Der Polizist der zuvor den Lieutenant über den Abweichler informiert hatte und ein Detective waren bereits im Verhörraum. Der Abweichler saß ebenfalls am Tisch und war mit Handschellen gefesselt. Der Lieutenant machte sich gleich an die Arbeit und begann den Abweichler zu befragen. Ich stellte mich im Raum neben dem Verhörraum an die Wand. Von dort aus beobachtete ich den Vorgang stumm. Der Detective lehnte an der Wand und schien ebenfalls zu beobachten. Der andere Polizist saß am Computer. Der Lieutenant hatte allerdings keinen Erfolg. Der Abweichler blieb stumm. Vermutlich eine Verteidigungsreaktion wie mein Analyse-Programm sagte. Seltsam. Wie auch zuvor zeigte der Abweichler Muster welche zum Verwechseln ähnlich mit dem eines Menschen waren. Aber Abweichler simulierten Gefühle doch nur. Ihre Programmierung konnte keine echten Gefühle nachstellen. Sie wurden nur von der Menge an Daten verwirrt. So war der zuletzte Stand bei CyberLife der mir bekannt war.
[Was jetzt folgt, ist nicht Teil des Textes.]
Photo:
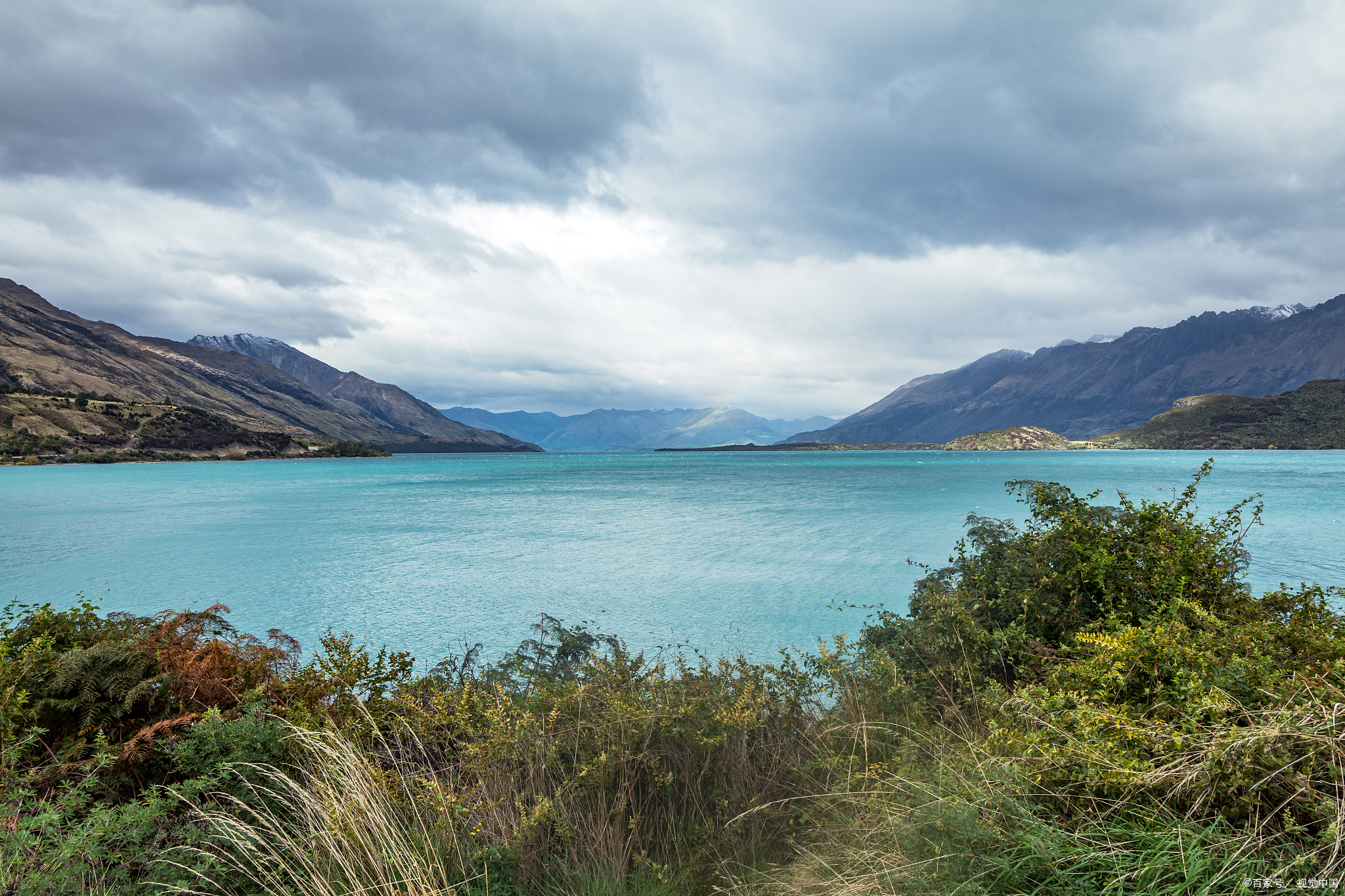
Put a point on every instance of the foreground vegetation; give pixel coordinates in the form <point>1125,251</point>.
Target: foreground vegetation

Software-Instabilität. Verwundert runzelte ich die Stirn. Schon wieder diese Meldung. Der Lieutenant hatte gerade den Raum betreten. Er setzte sich auf einen der Stühle und sah zu dem Abweichler. "Androiden spüren keinen Schmerz." Mein Tonfall war höchstens informierend. Als ob ich nicht über mich selbst sprechen würde sondern dem Detective das Wetter vortrug. "Sie würden ihn nur beschädigen und nicht zum Reden bringen." Der andere Polizist drehte sich zu mir um. Mein Sozialmodul sagte das das mit großer Wahrscheinlichkeit 'Erstaunen' auf seinem Gesicht war. Es schienen noch nicht bekannte Informationen zu sein. "Abweichler neigen außerdem zur Selbstzerstörung - wenn sie Stress ausgesetzt sind." Sollte er sich selbst zerstören wären all unsere Mühen umsonst. Der Detective stieß sich von der Wand ab und machte ein paar Schritte auf mich zu. "Okay Klugscheißer." Er grinste breit. "Was sollen wir dann tun?" Ich zögerte nicht lange mit meinem Vorschlag. Dazu war ich schließlich hierher geschickt worden. "Ich könnte ihn befragen." Der Detective lachte daraufhin nur und entfernte sich wieder von mir. Hatte er mich denn nicht verstanden? Es war irrelevant. Schließlich unterstand ich dem Lieutenant und nicht ihm.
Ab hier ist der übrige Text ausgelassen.